Describe The Study Group. The bar review business, which is what I’m in, puts together and delivers study courses tp people taking the bar exams, to become lawyers. From 1985-1995, I did that for another company based in Boston. They sold out in 1995, and I started the Study Group which I started mainly because I thought that most of the bar reviews that existed at that time did not do a good job of catering to students who had families or were working and couldn’t go to regular study classes. So we began with the concept of delivering audiotape lectures and books and schedules to students so they could do them at their own time and pace. The demand was good; we’ve grown so now that we don’t deliver on audiocassette anymore, we deliver on CDs and iPods.

How did you get into music? It’s always been there. I played in orchestra and jazz band in high school, orchestra and jazz band in college, in fact the college choice was between going to James Madison and majoring in music or going to UVA and majoring in history. At that point I went to UVA to be safe but it’s always been there. I think when I started turning 40 or 45 I said, "You know, if I don’t start listening to this little bug I’ve got and doing something about it, I’ll be 70 or 80 years old and really regret it." I started playing again a little bit about eight or 10 years ago, and about two or three years ago I got more serious about it. Fortunately, business was good enough that I could back off — I’ve got other people to do a lot of the day-to-day management for me now — and so I’ve started taking music lessons, starting my own band and ultimately re-enrolling in the University of Maryland jazz studies program.

Favorite place to hang out in the community: Huntsman Square Shopping Center. They have a Starbucks, that’s where I get my business mail, there’s a bank, a Giant. It’s a nice Starbucks, with outside tables and everything. Either that or my deck, throwing a tennis ball for my dog.

How did the Potomac Jazz Project get started? It got started when I got tired of playing in my basement. I decided I had the time and energy and experience at that point, having played around a little bit, to start something I thought would also fill a need in the area. The more I got to know the music in the D.C. area, the more I realized there was a market for a good jazz group for clubs, corporate functions and weddings. There are several good jazz groups here, but they tend to be either club-only or tend to be variety bands for weddings. I thought, "Let’s just focus on jazz."

Community concerns: I wish people would slow down on the roads. I just read yesterday that we’re like the fifth worst in the country for road rage. I’m biased, because I don’t have to face the traffic like a lot of people because I do work out of the home, but when I go out at rush hour I think, "More people should work at home."
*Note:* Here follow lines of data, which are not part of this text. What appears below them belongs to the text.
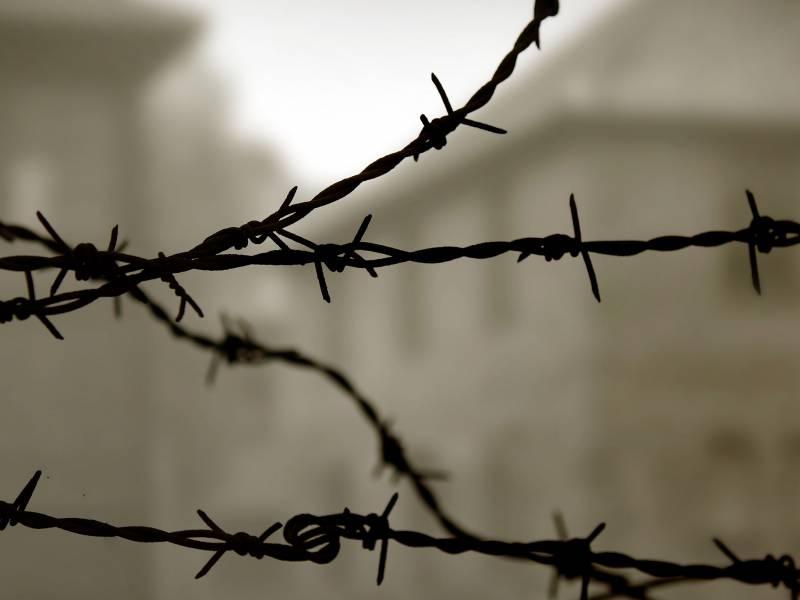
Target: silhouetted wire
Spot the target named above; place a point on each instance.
(432, 135)
(761, 236)
(317, 539)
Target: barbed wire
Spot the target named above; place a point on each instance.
(86, 258)
(318, 539)
(761, 235)
(241, 347)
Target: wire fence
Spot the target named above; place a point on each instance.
(317, 539)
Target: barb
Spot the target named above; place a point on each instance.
(239, 346)
(435, 132)
(761, 235)
(318, 539)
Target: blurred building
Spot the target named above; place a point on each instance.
(667, 410)
(94, 133)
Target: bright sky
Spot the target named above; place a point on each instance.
(332, 85)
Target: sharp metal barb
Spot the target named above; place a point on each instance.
(56, 238)
(323, 286)
(484, 126)
(289, 197)
(442, 94)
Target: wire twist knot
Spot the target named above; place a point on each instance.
(16, 308)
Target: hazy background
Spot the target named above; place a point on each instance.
(667, 411)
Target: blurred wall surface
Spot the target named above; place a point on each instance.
(667, 410)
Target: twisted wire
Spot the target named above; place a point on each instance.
(761, 236)
(318, 539)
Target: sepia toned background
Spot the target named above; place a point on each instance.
(667, 411)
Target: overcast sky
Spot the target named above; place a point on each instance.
(332, 85)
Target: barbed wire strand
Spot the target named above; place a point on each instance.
(761, 235)
(432, 136)
(317, 539)
(89, 263)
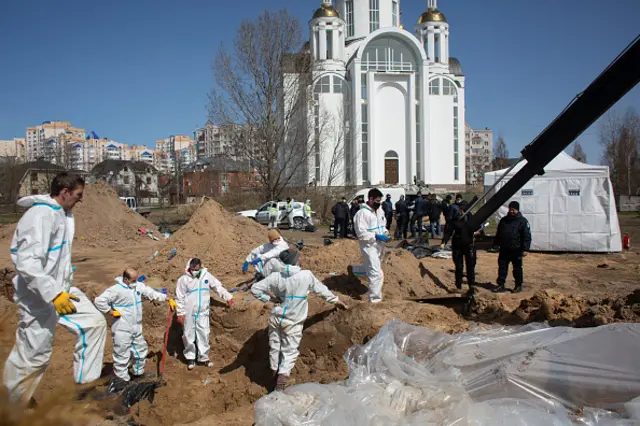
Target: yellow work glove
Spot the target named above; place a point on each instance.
(173, 305)
(63, 304)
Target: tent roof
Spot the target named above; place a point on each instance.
(561, 166)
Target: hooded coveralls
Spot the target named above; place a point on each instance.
(367, 224)
(192, 298)
(126, 330)
(289, 289)
(41, 253)
(274, 216)
(268, 254)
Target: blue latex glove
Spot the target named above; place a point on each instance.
(382, 237)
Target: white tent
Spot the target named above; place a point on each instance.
(570, 208)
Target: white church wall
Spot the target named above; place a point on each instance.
(390, 126)
(440, 161)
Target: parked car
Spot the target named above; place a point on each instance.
(261, 214)
(132, 203)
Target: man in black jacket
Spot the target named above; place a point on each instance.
(387, 207)
(514, 238)
(355, 208)
(462, 245)
(419, 211)
(402, 217)
(340, 218)
(435, 209)
(446, 207)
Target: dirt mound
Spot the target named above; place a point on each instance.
(404, 275)
(103, 220)
(239, 345)
(558, 309)
(6, 235)
(578, 311)
(219, 238)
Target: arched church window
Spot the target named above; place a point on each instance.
(389, 54)
(350, 30)
(394, 13)
(434, 86)
(338, 85)
(374, 15)
(323, 85)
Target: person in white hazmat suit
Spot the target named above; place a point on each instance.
(41, 253)
(371, 230)
(192, 296)
(123, 301)
(265, 257)
(274, 216)
(307, 213)
(288, 287)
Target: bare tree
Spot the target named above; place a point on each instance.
(620, 139)
(10, 179)
(500, 155)
(260, 96)
(578, 153)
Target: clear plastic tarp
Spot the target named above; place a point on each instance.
(532, 375)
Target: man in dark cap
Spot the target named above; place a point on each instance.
(514, 238)
(462, 245)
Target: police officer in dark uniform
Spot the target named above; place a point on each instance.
(462, 245)
(514, 238)
(402, 218)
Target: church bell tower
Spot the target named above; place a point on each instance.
(432, 30)
(327, 32)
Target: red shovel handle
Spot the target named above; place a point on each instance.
(166, 340)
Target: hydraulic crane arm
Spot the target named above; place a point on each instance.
(614, 82)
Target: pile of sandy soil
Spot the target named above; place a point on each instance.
(104, 220)
(558, 309)
(404, 275)
(578, 311)
(6, 235)
(241, 375)
(219, 238)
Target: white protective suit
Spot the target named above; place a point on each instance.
(367, 224)
(126, 330)
(41, 253)
(289, 289)
(268, 254)
(192, 298)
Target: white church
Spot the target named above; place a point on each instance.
(399, 94)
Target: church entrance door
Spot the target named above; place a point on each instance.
(391, 172)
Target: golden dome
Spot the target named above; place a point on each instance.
(326, 11)
(432, 15)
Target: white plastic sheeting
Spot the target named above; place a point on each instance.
(529, 376)
(571, 207)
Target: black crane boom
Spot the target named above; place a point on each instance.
(614, 82)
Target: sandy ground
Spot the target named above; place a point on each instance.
(564, 289)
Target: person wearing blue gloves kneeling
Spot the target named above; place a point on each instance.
(371, 230)
(265, 257)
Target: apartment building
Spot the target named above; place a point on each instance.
(478, 150)
(43, 140)
(14, 148)
(178, 147)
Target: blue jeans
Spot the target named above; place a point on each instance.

Memorable experience playing with the band: We did a wedding a couple weeks ago at the Strathmore Music Center up in Maryland. It was a small wedding, probably about 60-70 people at the wedding, but by the time the last set came it was so much fun and they were dancing. For a jazz band, we were really rocking out, playing more jazz-rock songs like "Chameleon" … we try to bring fun to it; as one of my teachers at University of Maryland says, "If it’s not fun, why are we doing it?"

Musical influences: Dizzy Gillespie, Charlie Parker, Miles Davis. Those are probably three of the biggest … really classic, straight-ahead jazz from the ‘50s and ‘60s.

When you were younger, what did you want to be when you "grew up?" Most of the time I wanted to be a musician.

What’s on your car radio? Sirius satellite radio channel 72, the classic jazz station.

How does music resonate with you? To me, it is a way out of the black-and-white of every day, and a way to explore and be artistic — for someone who can’t dance or draw. That’s what I like about jazz. In jazz music, there is the framework of the song, but within the framework there’s a lot of freedom and communication between the musicians about what to actually do with it this time. You can hear us play one song one night and the same song a week later, and you know it’s the same song, but it will be different.

Personal goals: I’d like to win a WAMMIE. That would be nice. And play at Blues Alley.